Catholics are sometimes charged with lack of zeal for evangelism. Our Protestant Evangelical brothers sometimes say that our reliance on the sacramental system of the Church leads us to assume that a person is ‘saved’ and leads us to neglect their need for conversion.
This is an understandable reaction from those who begin with Evangelical Protestant assumptions. For the Evangelical Protestant conversion is a once and done experience. For the Catholic conversion is a way of life. Within the Catholic perspective there may indeed be complacency, but even a marginally catechized Catholic is less likely to be complacent because Catholics are taught to avoid the sin of presumption. In other words, we don’t believe in that recently invented, non Scriptural dogma which has been artifically added to the deposit of faith, the Calvinistic belief in ‘eternal security’.
Catholics are taught about the dangers of mortal sin and the subsequent danger of hell. Catholic priests also believe in these real possibilities and warn their people not to be complacent, and seek always for constant conversion for themselves and their flock. Of course, there are liberal Catholics who veer toward a squishy universalism, and want Jesus to be more of a travelling buddy than the judge eternal, but this is not the formal teaching of the church, nor, in my experience, is it the practice of the majority of pastors or people.

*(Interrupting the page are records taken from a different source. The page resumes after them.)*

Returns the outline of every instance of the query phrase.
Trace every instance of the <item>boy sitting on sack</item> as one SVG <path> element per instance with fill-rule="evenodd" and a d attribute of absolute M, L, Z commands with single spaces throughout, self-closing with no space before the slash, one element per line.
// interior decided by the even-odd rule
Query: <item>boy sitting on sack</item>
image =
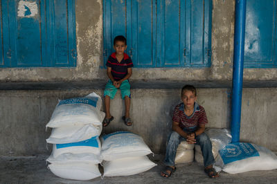
<path fill-rule="evenodd" d="M 186 140 L 188 144 L 200 145 L 205 172 L 210 178 L 218 177 L 218 174 L 213 167 L 215 159 L 212 144 L 204 132 L 208 120 L 204 107 L 196 102 L 196 89 L 191 85 L 184 86 L 181 89 L 181 98 L 183 102 L 177 104 L 174 110 L 172 131 L 168 140 L 164 160 L 166 167 L 161 175 L 168 178 L 176 170 L 175 160 L 177 149 L 181 140 Z"/>

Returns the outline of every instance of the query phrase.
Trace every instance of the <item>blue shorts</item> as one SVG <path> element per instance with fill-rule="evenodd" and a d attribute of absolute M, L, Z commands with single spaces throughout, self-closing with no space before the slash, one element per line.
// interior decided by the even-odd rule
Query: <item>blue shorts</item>
<path fill-rule="evenodd" d="M 129 83 L 128 80 L 124 80 L 120 86 L 119 87 L 121 91 L 121 98 L 122 99 L 125 99 L 125 96 L 131 98 L 131 86 Z M 114 95 L 116 94 L 117 90 L 118 89 L 116 88 L 111 80 L 109 80 L 106 84 L 106 86 L 104 90 L 104 97 L 108 95 L 111 98 L 111 99 L 114 99 Z"/>

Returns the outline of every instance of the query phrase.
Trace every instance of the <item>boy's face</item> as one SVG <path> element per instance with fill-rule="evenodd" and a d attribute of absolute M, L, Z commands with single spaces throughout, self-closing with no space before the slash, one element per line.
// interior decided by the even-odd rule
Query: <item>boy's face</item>
<path fill-rule="evenodd" d="M 116 50 L 116 54 L 123 55 L 124 53 L 124 50 L 126 50 L 127 46 L 123 42 L 116 41 L 116 44 L 114 46 L 114 50 Z"/>
<path fill-rule="evenodd" d="M 188 109 L 194 107 L 196 98 L 197 98 L 195 93 L 188 90 L 185 90 L 181 96 L 181 100 L 184 102 L 184 104 Z"/>

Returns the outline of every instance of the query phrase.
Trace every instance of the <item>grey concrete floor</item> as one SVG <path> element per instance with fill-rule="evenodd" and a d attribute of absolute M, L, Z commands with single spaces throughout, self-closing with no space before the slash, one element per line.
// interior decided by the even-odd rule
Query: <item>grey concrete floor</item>
<path fill-rule="evenodd" d="M 90 181 L 67 180 L 55 176 L 47 169 L 47 156 L 0 157 L 0 183 L 277 183 L 277 169 L 255 171 L 238 174 L 221 172 L 220 178 L 209 178 L 197 163 L 177 165 L 169 178 L 159 175 L 163 165 L 161 156 L 150 156 L 157 167 L 129 176 L 100 177 Z"/>

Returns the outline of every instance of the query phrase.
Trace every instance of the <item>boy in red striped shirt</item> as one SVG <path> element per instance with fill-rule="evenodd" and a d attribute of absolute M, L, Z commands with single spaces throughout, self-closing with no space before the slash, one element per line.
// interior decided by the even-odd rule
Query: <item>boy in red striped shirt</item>
<path fill-rule="evenodd" d="M 196 102 L 196 89 L 186 85 L 181 89 L 183 102 L 177 104 L 172 117 L 172 131 L 168 138 L 164 163 L 166 167 L 161 175 L 170 177 L 176 169 L 175 160 L 176 151 L 181 140 L 188 144 L 197 144 L 201 147 L 204 157 L 204 171 L 210 178 L 218 177 L 213 167 L 215 162 L 210 138 L 204 132 L 208 123 L 205 109 Z"/>
<path fill-rule="evenodd" d="M 125 116 L 122 117 L 127 126 L 132 125 L 129 118 L 129 107 L 131 102 L 131 91 L 129 78 L 132 75 L 132 67 L 134 66 L 131 58 L 124 53 L 127 48 L 127 40 L 123 36 L 117 36 L 114 39 L 112 53 L 107 62 L 107 75 L 109 80 L 104 90 L 106 116 L 103 120 L 103 127 L 107 127 L 114 117 L 109 112 L 110 99 L 114 99 L 118 89 L 120 89 L 121 97 L 125 100 Z"/>

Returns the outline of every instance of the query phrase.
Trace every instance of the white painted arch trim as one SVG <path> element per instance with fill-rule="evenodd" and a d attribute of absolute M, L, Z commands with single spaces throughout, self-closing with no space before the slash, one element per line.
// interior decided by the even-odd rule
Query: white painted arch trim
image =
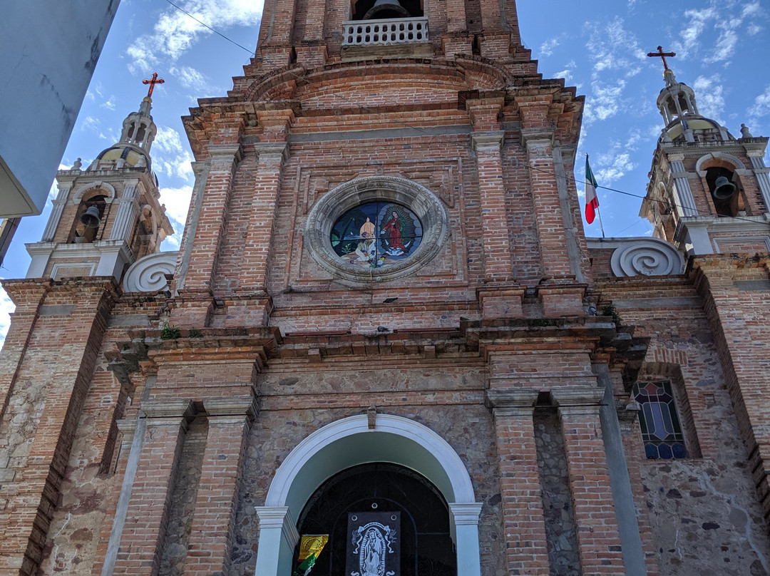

The vast majority of Protestant Evangelicals, on the other hand, do have a formal doctrine that encourages sleepy Christianity. What is more likely to make a Christian complacent–the doctrine of eternal security–which ways that once you’ve ‘accepted Jesus into your heart’ you’ve got your ticket to heaven no matter what you do, or the Catholic belief in the possibility that through one moment of mortal sin your soul may be lost forever?